Detection of SARS-CoV-2 in PBMCs has been described before, even after the Severe acute respiratory syndrome coronavirus (SARS-CoV) epidemic [20, 21]. Several studies have demonstrated the capability of SARS-CoV-2 to infect blood cells in vitro [5, 22, 23]. Even though the virus can be found in PBMCs, especially in more severe cases of COVID-19, the clinical relevance remains to be elucidated. It is unclear whether SARS-CoV-2 in PBMCs is a driver or a consequence of disease severity, but it has been shown to further increase inflammation in COVID-19 patients [23, 24].

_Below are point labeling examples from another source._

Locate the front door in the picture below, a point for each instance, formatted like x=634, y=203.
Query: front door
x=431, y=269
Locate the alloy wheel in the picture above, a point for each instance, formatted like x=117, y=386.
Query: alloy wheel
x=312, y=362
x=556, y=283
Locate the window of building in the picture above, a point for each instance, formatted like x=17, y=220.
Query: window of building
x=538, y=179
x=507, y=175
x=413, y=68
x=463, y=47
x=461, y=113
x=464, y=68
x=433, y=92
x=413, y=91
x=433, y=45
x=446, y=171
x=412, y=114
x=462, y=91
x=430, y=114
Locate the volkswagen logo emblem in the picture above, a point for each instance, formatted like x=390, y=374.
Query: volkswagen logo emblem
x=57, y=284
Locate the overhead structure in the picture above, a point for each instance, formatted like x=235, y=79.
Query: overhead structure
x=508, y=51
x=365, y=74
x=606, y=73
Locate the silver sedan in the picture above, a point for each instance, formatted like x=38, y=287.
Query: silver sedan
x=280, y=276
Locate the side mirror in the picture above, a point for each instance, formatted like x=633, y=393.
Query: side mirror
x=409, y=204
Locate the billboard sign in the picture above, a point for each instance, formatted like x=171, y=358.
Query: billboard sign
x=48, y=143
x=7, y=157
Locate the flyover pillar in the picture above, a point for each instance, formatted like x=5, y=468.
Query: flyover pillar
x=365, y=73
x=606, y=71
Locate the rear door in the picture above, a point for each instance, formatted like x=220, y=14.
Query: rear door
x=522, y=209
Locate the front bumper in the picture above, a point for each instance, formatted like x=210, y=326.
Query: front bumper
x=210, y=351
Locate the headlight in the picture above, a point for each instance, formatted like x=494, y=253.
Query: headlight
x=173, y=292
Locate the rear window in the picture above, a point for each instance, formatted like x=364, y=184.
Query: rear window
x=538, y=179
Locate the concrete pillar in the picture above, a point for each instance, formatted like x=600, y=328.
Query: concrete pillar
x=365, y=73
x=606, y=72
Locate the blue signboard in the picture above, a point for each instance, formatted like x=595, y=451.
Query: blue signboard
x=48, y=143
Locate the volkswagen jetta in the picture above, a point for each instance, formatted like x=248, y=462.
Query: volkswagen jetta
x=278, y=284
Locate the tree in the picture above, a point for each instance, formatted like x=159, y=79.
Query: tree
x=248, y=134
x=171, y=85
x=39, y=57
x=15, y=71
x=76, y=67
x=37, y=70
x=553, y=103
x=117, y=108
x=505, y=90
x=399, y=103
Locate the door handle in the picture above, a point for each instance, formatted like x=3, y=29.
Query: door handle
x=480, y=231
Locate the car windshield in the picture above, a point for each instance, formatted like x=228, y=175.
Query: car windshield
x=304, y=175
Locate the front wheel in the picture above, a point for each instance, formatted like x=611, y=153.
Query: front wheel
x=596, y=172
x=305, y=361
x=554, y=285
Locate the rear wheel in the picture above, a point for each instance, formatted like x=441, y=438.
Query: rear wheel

Several studies have identified the load of SARS-CoV-2 as a predictor of more severe disease and mortality. Higher viral loads were found in severe COVID-19 cases, some showing 60 times higher viral loads [25, 26], and some showing the connection between mortality and high viral load [27]. Prolonged viral shedding and unsuccessful viral clearance also seems to be linked with disease severity in patients with comorbidities [26]. Interestingly, detection of SARS-CoV-2 in serum was also associated with mortality [28], similarly to what we have shown in the described case. Studies exploring viral dynamics in patients with and without cancer demonstrated that patients with hematological malignancies had the highest viral loads. Moreover, the patients who had received treatment for these malignancies had even higher viral loads [29], coinciding with our investigations of this case.

Conclusions

This case is an excellent illustration of how the presence of an oncological disease and the treatment for it combined with immunosenescence and inflamm-aging lowers the capabilities of the immune system by impairing humoral immunity and viral clearance and therefore leads to the wide tissue distribution of SARS-CoV-2, harboring detectable SARS-CoV-2 outside the respiratory tract—in blood plasma, PBMCs, urine and feces, which in turn could further exacerbate the disease and lead to a greater fatality risk. The obtained results and the course of the disease once again highlights the need to monitor COVID-19 patients of advanced age and immunocompromised state closely.